Eric Rich, a street musician whose buffalo-heavy beard hangs to his chest, has lived in the collective house for the past seven years. He and the other seven or eight-ish (Rich is reluctant to spit out a hard number) current inhabitants work to create a safe community space where anyone can feel at home.
“We want everyone to have an enriching, full life,” he says, “and that’s what we promote.”
Etta Crowley, another roommate and a spokesperson for Boing!, has lived on and off at the house since its inception. She has seen enthusiasm for the project wax and wane over the years. Having learned that a narrow focus on specific goals is the only way for the collective to accomplish what it wants while maintaining a high level of excitement, this year, the Boing! folks are focusing on perfecting the library and infoshop.
“We’re about to revamp the library a lot,” Crowley says. “We’re having meetings about it, and we’re going to rebuild shelves and create a catalog, one that will work for a long time, and really provide the structure for anyone to plug into. I’m really stoked about that.”
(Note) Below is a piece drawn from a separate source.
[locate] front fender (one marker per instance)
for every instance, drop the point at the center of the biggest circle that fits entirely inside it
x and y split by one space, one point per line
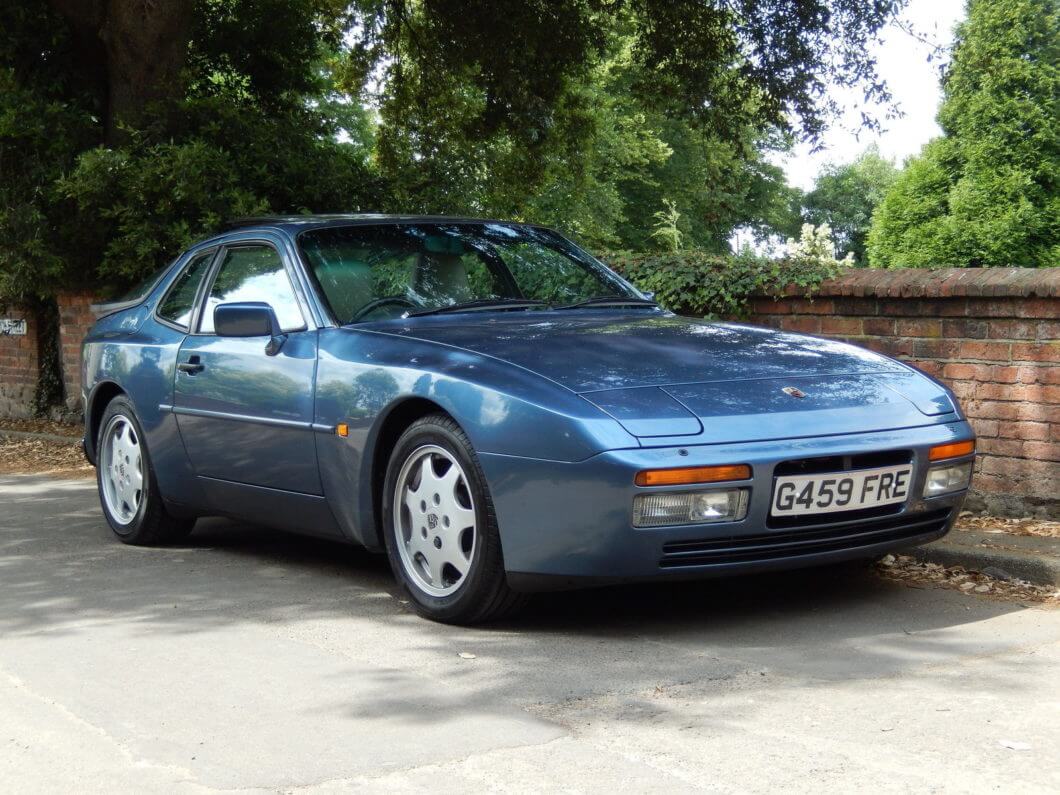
364 376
The library, located in the living room of the house, is currently home to over 1,000 books and zines, many of which are not available at the City Library. Guests can check out books for up to a month at a time, without having to show any sort of government-issued identification. Ensuring that the resources continue to expand, the members of the collective also split the cost of monthly subscriptions to PM Press and AK Press, both purveyors of radical reading material.
“If anybody sees something on [the AK and PM websites] that’s coming out that they’re interested in, they can come here and check it out,” says Rich.
At the time of the interview, official hours for the infoshop had not been established, but Rich and Crowley don’t want that to deter people who are interested in the project from stopping by.
“People can just walk right into our living room,” says Rich. “Except we don’t want it to be our living room. It’s an info shop. I encourage people who are interested to just come right in.”
Over the years, Boing! has had a variety of obstacles to overcome, including travelers who outstay their welcome, belligerent drunks and a widespread public misconception about what anarchism actually stands for.
Rich explains, “People abuse the space, and we just have to be positively confrontational. Yes, you can have an anarchist house and have rules. Our house is a sober space, and that’s probably the number one line that people cross over. We have to tell people that if they want to drink, just go somewhere else. People get aggressive sometimes, and it really sucks because we try to provide a place for free shows and free radical information, and it gets abused.”
On the other end of the spectrum, Crowley says there was a time when a straight edge group was angry and confrontational toward the collective. “[The straight edge group] thought that we were just hippies and loved peace, and so we were not the cool kids,” she says. “Within similar circles, there will be weird triangulation around us and creation of some really strange rumors. What I would say to anyone like that is ‘just come over and hang out with us. We’re cool.’”
Despite these occasional setbacks, Boing! is as strong and productive as ever. Crowley attributes the collective’s longevity to the dedication of the inhabitants of the house, a group that she estimates to have included a total of over 100 people throughout the years.
“One of the perks of having the space being residential in addition to being an infoshop is that the people here split all the costs of living, and that includes the infoshop,” she says. “Even when people lose some interest in maintaining the library, it’s able to stay here and stay open, whereas if it was outside of a residential space, it would probably get shut down because we wouldn’t be able to continue to pay for the space. Because we live here, it stays open.”
Be sure to check out the hilarious collection of photos of naked anarchists hung on the walls of the upstairs kitchen, if you ever drop by.